To better understand the influence of tumor growth on mood, anhedonia (sucrose preference) was determined in control and tumor-bearing mice before tumor cell inoculation and again 1, 2 and 3 weeks of tumor growth. At baseline, all mice preferred drinking sucrose, i.e. over 80% of total fluid consumed (data not shown). Moreover, control mice maintained a preference for sucrose at each time point (Fig. 2B). In tumor-bearing mice, however, sucrose preference was decreased (F1,100=4.09, p<0.004) to 56% by 1 week (p<0.006) and 52% by 2 weeks (p<0.05) of tumor growth (Fig. 2B). This decrease in sucrose preference was no longer present by week three of tumor growth.

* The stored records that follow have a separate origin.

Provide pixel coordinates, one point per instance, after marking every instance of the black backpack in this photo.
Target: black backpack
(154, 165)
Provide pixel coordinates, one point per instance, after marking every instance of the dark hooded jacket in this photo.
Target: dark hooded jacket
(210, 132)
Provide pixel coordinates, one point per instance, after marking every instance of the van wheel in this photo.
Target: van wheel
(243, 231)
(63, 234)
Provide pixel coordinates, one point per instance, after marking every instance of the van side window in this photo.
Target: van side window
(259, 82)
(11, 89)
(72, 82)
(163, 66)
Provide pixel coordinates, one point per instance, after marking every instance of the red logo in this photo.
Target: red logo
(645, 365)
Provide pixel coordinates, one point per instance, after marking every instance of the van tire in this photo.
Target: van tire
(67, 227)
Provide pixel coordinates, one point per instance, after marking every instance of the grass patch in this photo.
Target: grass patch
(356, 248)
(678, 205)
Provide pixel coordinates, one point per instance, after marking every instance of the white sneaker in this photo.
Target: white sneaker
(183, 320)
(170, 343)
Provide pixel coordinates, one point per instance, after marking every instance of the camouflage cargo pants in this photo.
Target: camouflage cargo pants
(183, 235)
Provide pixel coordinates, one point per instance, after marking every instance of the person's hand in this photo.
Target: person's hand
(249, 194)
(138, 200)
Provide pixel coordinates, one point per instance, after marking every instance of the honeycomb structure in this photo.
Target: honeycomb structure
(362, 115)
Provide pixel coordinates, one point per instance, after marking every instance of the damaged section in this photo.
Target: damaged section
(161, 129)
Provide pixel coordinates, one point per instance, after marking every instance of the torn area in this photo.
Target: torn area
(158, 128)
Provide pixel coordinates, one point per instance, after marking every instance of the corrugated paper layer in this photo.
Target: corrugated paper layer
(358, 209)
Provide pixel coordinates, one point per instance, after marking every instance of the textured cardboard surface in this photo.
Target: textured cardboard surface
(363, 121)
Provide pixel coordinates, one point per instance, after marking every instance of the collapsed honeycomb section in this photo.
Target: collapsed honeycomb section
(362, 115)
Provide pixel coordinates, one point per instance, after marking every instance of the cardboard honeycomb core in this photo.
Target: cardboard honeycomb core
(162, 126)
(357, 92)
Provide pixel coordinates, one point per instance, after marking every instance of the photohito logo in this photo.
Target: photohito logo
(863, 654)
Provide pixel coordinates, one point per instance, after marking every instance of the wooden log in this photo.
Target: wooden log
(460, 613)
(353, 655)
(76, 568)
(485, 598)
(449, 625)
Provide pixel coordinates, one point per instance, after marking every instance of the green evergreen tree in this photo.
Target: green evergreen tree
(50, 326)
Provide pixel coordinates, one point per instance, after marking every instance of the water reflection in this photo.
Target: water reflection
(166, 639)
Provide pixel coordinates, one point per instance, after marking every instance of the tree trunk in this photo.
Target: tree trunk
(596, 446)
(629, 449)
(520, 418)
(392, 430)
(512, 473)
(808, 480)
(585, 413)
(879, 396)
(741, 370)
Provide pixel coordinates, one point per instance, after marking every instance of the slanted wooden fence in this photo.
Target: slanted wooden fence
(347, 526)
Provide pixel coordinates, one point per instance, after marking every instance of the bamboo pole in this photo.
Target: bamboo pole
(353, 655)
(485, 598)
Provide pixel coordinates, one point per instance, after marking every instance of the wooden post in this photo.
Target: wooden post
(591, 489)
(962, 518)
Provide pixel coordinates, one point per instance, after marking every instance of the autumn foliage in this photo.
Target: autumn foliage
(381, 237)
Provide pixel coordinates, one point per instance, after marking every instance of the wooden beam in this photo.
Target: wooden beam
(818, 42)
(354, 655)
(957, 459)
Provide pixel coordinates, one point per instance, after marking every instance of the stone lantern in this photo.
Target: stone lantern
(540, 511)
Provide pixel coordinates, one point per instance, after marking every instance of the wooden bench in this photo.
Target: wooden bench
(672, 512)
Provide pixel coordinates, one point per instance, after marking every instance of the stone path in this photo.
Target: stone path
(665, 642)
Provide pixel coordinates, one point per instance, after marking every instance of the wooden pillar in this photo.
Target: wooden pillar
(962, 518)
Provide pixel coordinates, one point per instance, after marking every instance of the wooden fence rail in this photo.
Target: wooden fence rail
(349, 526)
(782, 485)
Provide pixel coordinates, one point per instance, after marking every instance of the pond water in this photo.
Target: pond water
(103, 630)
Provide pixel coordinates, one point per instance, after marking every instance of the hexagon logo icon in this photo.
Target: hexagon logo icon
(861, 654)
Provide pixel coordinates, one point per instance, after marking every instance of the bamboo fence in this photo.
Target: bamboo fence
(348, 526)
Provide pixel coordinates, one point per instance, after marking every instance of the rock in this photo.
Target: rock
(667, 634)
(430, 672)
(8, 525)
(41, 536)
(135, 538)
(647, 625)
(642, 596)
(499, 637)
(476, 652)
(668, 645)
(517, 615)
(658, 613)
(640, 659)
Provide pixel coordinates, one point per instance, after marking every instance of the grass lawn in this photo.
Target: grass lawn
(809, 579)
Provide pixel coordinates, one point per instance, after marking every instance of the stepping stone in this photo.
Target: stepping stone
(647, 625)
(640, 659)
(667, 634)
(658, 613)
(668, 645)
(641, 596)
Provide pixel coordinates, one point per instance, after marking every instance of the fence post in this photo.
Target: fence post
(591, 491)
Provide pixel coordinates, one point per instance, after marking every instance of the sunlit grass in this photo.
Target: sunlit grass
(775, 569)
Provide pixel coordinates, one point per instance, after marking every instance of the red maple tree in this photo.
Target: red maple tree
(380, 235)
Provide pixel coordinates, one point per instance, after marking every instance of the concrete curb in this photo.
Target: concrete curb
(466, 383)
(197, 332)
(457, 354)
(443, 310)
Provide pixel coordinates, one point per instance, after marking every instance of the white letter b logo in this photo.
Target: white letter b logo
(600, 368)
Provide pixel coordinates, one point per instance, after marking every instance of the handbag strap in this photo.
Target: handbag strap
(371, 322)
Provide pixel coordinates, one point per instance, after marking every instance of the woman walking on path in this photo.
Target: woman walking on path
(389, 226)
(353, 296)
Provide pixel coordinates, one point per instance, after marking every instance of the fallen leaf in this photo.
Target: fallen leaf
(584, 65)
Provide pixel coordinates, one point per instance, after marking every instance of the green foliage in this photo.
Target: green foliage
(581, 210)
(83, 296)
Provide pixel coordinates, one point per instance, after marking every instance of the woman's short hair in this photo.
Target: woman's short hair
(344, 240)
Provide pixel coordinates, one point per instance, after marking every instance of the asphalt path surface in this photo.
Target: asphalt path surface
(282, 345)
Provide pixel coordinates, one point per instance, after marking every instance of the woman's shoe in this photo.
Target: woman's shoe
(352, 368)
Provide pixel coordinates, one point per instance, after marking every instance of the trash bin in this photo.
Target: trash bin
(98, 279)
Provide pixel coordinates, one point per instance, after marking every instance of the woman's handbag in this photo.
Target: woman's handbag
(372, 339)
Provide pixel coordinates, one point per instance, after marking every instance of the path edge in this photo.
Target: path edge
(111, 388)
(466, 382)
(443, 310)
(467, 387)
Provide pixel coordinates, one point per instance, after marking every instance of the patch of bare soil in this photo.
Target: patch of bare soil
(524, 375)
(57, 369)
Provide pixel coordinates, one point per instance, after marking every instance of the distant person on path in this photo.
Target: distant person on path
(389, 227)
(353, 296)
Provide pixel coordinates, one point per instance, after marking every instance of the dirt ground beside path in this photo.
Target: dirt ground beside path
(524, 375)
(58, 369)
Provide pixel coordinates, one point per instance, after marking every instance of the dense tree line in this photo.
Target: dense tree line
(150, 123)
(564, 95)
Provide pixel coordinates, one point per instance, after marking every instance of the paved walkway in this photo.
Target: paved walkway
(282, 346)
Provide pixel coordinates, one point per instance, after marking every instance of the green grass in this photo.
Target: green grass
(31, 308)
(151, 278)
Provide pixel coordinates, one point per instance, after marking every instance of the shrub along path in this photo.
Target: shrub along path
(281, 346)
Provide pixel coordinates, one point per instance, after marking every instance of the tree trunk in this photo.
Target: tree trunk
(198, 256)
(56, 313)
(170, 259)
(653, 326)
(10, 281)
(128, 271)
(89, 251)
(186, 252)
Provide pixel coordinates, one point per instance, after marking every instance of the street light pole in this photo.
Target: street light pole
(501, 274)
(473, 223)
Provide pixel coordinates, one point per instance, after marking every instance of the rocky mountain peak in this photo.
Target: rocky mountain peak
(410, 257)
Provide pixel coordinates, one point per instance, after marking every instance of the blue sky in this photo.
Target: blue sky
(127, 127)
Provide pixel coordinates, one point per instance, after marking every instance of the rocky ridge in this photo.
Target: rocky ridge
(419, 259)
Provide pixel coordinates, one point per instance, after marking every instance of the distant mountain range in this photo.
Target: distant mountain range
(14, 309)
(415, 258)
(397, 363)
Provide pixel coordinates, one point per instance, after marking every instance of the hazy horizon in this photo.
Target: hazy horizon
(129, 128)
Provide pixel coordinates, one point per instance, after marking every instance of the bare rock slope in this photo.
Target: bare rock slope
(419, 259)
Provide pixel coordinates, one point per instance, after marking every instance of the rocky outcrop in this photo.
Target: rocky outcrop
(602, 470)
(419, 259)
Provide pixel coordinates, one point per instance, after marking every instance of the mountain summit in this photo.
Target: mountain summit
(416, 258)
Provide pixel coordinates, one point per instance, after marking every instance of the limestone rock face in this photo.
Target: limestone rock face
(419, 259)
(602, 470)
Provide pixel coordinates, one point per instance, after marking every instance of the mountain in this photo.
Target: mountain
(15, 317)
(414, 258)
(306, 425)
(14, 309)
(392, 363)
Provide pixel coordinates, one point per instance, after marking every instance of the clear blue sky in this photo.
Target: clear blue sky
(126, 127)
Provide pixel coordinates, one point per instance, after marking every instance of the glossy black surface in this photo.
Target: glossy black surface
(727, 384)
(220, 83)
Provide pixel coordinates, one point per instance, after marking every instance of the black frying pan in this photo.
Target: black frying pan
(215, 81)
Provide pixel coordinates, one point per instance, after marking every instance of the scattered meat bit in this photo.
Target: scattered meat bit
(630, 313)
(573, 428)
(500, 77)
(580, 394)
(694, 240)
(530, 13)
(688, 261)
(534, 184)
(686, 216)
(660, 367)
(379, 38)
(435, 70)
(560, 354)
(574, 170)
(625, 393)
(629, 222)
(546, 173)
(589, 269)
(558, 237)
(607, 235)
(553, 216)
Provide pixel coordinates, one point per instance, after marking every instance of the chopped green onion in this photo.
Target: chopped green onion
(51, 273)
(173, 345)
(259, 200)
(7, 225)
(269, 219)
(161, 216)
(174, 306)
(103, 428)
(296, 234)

To further examine the effects of tumor growth on mood in tumor-bearing mice, depressive-like behavior (resignation) was determined at 2 weeks using the forced swim test (FST). This time point represents a time when sucrose preference and VWRA were decreased in tumor-bearing mice, but body mass and muscle mass were not different from controls. Because these evaluations of mood/motivation can be confounded by differences in locomotion, home cage locomotor activity was determined prior to the FST. There was no difference in home cage activity between control and tumor-bearing mice at 2 weeks of tumor growth (Fig. 2C). Nonetheless, tumor-bearing mice were immobile faster (F1,12=7.05, p<0.02, Fig. 2D) and spent more time immobile in the FST compared to controls (F1,12= 43.18, p<0.001, Fig. 2E). Overall, these data indicate that tumor growth was associated with increased depressive-like behavior at the same time as VWRA was reduced in tumor-bearing mice.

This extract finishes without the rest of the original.